1. $h(t) = t^{3/4} - 3t^{1/4}$

2. $h'(t) = \dfrac{3}{4} u^{-1/4} - (\dfrac{1}{4}) 3 v^{-3/4}$

3. $h'(t) = \dfrac{3}{4} u^{-1/4} - \dfrac{3}{4} v^{-3/4}$

4. $h'(t) = \dfrac{3}{4} t^{-1/4} - \dfrac{3}{4} t^{-3/4}$

5. $h'(t) = \dfrac{3}{4} t^{-1/4} - \dfrac{3}{4} t^{-3/4}=0$

6. $-\dfrac{3}{4} t^{-3/4} = -\dfrac{3}{4} t^{-1/4}$

7. $t^{-3/4} = t^{-1/4}$

8. $\dfrac{ t^{-1/4}}{t^{-3/4}} = 0$ <-- This line is wrong

9. $t^{1/2} = ???$

Now, the question is, how did you get from line 7 to line 8?
• October 17th 2013, 10:02 PM
votan
Re: Critical Number Problem
Quote:

Originally Posted by Jason76
Post Edited

Find the critical numbers:

$h(t) = t^{3/4} - 3t^{1/4}$

$h'(t) = \dfrac{3}{4} u^{-1/4} - (\dfrac{1}{4}) 3 v^{-3/4}$

$h'(t) = \dfrac{3}{4} u^{-1/4} - \dfrac{3}{4} v^{-3/4}$

$h'(t) = \dfrac{3}{4} t^{-1/4} - \dfrac{3}{4} t^{-3/4}$

$h'(t) = \dfrac{3}{4} t^{-1/4} - \dfrac{3}{4} t^{-3/4}$ = 0

$h'(t) = -\dfrac{3}{4} t^{-3/4} = -\dfrac{3}{4} t^{-1/4}$

$h'(t) = t^{-3/4} = t^{-1/4} = t^{-4/4} = t^{-1}$ http://www.freemathhelp.com/forum/im...n_question.gif

You are giving multiple = sign in the same line without showing how you got the right side from the left side.
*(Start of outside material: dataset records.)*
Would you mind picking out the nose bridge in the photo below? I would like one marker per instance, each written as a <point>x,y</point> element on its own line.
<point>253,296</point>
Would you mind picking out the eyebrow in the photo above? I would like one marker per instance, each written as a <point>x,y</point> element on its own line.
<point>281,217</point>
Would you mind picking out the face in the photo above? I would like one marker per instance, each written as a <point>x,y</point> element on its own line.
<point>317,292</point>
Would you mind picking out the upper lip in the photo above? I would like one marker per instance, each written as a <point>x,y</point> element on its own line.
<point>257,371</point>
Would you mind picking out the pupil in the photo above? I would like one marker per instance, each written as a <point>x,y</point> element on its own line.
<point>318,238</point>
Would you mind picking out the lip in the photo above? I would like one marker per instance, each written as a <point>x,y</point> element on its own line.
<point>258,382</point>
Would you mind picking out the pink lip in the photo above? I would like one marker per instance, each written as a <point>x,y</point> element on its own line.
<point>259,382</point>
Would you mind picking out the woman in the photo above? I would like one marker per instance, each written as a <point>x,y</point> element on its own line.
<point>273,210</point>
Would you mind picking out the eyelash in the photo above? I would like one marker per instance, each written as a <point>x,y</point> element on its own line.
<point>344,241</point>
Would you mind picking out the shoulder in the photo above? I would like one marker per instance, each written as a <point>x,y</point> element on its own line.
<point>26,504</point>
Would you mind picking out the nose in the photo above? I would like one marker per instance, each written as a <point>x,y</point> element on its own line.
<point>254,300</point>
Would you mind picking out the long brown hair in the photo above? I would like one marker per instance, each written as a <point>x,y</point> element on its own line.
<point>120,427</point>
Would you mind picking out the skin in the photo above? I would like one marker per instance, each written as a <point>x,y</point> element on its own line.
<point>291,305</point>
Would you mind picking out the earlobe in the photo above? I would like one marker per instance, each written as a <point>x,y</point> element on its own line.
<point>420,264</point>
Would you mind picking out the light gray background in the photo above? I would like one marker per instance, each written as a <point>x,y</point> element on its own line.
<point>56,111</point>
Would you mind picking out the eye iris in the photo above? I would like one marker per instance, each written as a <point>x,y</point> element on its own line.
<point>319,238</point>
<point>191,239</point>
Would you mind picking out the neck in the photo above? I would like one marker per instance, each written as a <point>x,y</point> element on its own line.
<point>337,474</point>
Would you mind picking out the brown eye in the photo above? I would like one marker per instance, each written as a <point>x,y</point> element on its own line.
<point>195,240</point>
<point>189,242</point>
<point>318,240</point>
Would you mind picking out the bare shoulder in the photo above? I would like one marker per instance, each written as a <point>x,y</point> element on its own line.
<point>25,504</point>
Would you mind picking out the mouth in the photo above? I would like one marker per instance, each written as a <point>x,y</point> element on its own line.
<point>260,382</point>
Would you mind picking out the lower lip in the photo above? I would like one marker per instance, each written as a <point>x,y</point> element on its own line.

Help us understand what you are doing by writing it. We cannot decipher what you have in mind what you write your expression the way you do. Perhaps you need to write one = sing in a line, and write a short comment next to the line telling what did you do to get from one line to the next.